Mais Kobanî ('Ayn Al Arab) étant de plus en plus encerclé par l’EIIL, le PYD et les YPG ont vu probablement les limites pratiques de leur isolement politique et militaire, qui ne peut se résoudre de lui-même, étant donné la situation d’enclavement géographique et ethnique des trois régions kurdes.

Enfin, autre signe indiquant un glissement des alliances, la nouvelle charge du PYD contre le régime du Baath, cette fois, accusé de soutenir EIIL en sous-main afin d’affaiblir les Kurdes et d’empêcher l’autonomie des zones kurdes et « leur nouvelle expérience démocratique »,  accusations qui, de même, visaient auparavant l’ASL, tandis que le reste des Kurdes syriens et l'opposition arabe n'ont cessé de dénoncer la collaboration sur le terrain entre le Baath et le PYD.

Ce glissement des alliances montre aussi peut-être vers quoi se dirige la guerre en Syrie : un terrain où s'affronteront et se réconcilieront  au gré des circonstances, des formations politico-militaires, tour à tour soutenues ou lâchées par des États voisins qui ne manqueront pas de les utiliser les unes contre les autres.

Dans un entretien accordé au journaliste néerlandais Wladimir Van Wilgenburg à Al Monitor, Rêdur Khalil se retourne ainsi ouvertement contre le gouvernement syrien : 

« Le régime essaie d’affaiblir les Kurdes. Ils savent aussi que nous combattons EIIL. Notre combat contre EIIL sert le régime sans aucun doute. »

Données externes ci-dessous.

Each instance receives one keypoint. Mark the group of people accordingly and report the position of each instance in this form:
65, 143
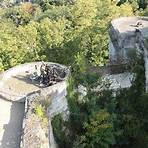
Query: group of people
47, 74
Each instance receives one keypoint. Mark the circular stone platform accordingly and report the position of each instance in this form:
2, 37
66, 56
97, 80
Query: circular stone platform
15, 83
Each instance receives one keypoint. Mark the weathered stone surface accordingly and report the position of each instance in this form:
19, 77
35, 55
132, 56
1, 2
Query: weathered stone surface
128, 39
15, 85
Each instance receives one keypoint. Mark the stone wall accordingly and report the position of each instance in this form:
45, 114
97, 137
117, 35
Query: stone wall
127, 40
33, 133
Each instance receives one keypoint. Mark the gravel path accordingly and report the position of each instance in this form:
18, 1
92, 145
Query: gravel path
11, 116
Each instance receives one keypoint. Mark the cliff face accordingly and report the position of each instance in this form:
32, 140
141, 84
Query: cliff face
128, 38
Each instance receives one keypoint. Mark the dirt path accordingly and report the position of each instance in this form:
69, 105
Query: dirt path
11, 116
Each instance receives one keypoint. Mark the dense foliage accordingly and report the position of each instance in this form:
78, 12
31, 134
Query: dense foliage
65, 33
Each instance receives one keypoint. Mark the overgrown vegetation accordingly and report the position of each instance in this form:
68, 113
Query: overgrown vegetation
104, 120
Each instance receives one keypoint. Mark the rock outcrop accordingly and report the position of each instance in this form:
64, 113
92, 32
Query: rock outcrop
128, 38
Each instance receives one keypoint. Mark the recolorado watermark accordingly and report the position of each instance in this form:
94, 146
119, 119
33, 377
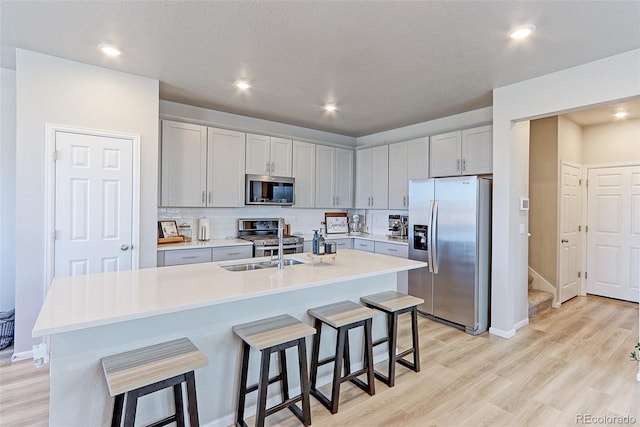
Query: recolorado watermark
605, 419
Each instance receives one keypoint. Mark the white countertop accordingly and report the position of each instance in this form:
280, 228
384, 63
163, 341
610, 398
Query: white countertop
81, 302
207, 244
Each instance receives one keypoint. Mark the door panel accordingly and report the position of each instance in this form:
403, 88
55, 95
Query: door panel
570, 240
93, 204
613, 238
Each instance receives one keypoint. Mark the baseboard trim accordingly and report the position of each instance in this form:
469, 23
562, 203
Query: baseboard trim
23, 355
502, 334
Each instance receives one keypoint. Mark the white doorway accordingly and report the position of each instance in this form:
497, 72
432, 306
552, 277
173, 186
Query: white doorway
613, 234
94, 200
569, 251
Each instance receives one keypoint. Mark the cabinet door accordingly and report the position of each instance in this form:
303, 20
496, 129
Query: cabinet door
363, 179
183, 164
477, 150
258, 154
325, 176
398, 184
446, 154
418, 158
281, 157
343, 189
380, 177
225, 174
304, 172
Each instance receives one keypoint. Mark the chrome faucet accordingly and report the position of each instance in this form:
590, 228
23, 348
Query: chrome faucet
280, 238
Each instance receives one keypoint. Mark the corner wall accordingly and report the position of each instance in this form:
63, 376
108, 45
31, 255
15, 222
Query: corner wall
58, 91
591, 84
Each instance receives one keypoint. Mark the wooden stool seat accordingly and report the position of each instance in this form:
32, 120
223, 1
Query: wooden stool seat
139, 372
393, 304
342, 316
268, 336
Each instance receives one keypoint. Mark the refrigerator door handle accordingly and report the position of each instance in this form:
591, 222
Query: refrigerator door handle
433, 235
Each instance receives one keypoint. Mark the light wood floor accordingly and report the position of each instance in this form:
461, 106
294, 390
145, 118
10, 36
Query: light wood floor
566, 362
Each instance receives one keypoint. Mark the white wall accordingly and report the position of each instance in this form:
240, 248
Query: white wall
591, 84
58, 91
8, 185
612, 142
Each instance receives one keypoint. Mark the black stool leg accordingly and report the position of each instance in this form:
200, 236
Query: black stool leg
393, 339
304, 382
192, 399
177, 399
242, 388
263, 385
116, 419
337, 370
368, 343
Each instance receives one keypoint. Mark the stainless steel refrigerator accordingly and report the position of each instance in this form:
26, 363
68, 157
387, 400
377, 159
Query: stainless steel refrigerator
450, 229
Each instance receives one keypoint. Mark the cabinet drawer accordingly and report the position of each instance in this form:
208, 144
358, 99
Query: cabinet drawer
392, 249
363, 245
187, 256
232, 252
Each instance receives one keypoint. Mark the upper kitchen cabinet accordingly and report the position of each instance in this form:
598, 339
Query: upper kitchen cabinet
268, 155
407, 160
226, 168
201, 167
183, 164
304, 172
334, 177
372, 178
467, 152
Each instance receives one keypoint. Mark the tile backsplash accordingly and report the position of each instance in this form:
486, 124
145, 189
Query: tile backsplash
224, 221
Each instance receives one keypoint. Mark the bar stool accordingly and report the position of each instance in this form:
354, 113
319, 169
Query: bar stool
136, 373
393, 304
271, 335
342, 316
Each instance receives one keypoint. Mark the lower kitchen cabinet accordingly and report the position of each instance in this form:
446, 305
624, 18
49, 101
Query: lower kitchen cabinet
184, 256
232, 252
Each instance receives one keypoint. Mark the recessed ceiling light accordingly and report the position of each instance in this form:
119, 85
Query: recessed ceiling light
110, 50
521, 31
242, 84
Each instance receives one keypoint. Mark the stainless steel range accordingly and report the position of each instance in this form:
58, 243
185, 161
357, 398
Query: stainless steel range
263, 232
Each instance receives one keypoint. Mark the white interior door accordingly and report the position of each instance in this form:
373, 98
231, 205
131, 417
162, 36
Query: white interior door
93, 204
570, 240
613, 237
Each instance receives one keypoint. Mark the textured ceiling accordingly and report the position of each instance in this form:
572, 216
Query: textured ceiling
387, 64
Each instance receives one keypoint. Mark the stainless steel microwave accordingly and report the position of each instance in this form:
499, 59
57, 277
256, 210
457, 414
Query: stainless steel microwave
269, 190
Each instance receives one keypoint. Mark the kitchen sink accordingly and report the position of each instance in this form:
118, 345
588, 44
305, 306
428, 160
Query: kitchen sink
259, 265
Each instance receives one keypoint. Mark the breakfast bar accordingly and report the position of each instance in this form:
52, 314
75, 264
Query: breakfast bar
90, 317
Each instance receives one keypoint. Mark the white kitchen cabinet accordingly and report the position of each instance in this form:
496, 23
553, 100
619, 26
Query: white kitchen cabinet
304, 172
225, 171
201, 167
185, 256
372, 178
225, 253
364, 245
183, 164
334, 177
269, 155
392, 249
467, 152
407, 160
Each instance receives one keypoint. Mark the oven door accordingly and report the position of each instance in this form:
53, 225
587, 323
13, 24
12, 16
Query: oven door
273, 250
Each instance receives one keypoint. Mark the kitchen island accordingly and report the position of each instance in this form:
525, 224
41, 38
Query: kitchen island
90, 317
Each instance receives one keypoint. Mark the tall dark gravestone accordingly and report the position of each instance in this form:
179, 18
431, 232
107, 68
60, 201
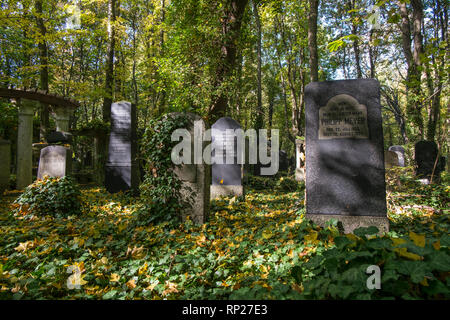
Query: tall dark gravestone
344, 154
226, 177
121, 170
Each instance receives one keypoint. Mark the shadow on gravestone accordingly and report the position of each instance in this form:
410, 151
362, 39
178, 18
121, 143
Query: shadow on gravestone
344, 154
226, 177
121, 169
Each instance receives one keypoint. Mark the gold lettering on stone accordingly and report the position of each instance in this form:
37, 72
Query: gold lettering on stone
343, 117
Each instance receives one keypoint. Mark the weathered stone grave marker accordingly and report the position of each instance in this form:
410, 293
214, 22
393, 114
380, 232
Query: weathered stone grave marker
55, 161
344, 154
196, 176
299, 160
400, 151
121, 170
226, 177
425, 155
390, 159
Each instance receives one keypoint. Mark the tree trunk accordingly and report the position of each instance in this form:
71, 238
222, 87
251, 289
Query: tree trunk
43, 69
109, 79
231, 27
413, 78
371, 55
312, 40
259, 110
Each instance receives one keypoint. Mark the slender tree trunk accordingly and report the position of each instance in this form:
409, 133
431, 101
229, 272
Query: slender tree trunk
371, 55
312, 40
43, 69
259, 109
231, 27
109, 79
413, 81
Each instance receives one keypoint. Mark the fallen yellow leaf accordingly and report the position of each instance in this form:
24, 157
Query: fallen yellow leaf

Changez EIIL par ASL et Syrie par Turquie et vous aurez les déclarations des mêmes YPG-PYD de l’an dernier. Ce qui n’empêche pas que ces accusations puissent avoir un fond de vérité. C’est en tout cas que ce pensent certains membres du Conseil national kurde, ainsi Ismaïl Heme, toujours cité par Van Wilgenburg, estime que « le régime joue peut-être ce jeu pour affaiblir à la fois EIIL et le PYD. »

Rêdur Khalil accuse même l’Iran d’être derrière ces manœuvres ce qui indiquerait, là encore, un changement dans les proximités politiques, voire une tentative de rapprochement avec la Turquie. Ainsi, en février dernier, Asia Abdullah, coprésidente du PYD, se trouvait à Istanbul et déclarait que son parti cherchait le soutien turc et ne souhaitait pas affronter Ankara

De fait, une « réconciliation » avec le Kurdistan d'Irak qui verrait la réouverture du poste de Pêsh Khabûr ne servirait pas beaucoup à Kobanî qui, tout comme Afrin, n’ouvre que sur la frontière turque. Le seul moyen de relier les trois cantons seraient d’occuper des zones peuplées d’Arabes, de Turkmènes et de chrétiens. Mais il serait risqué de s’installer manu militari au milieu de populations qui ne sont pas toutes acquises au PYD ou à un Rojava autonome kurde, et cela ferait beaucoup de « petites questions de Kirkouk » disséminées tout le long de la frontière turque entre les cantons du PYD.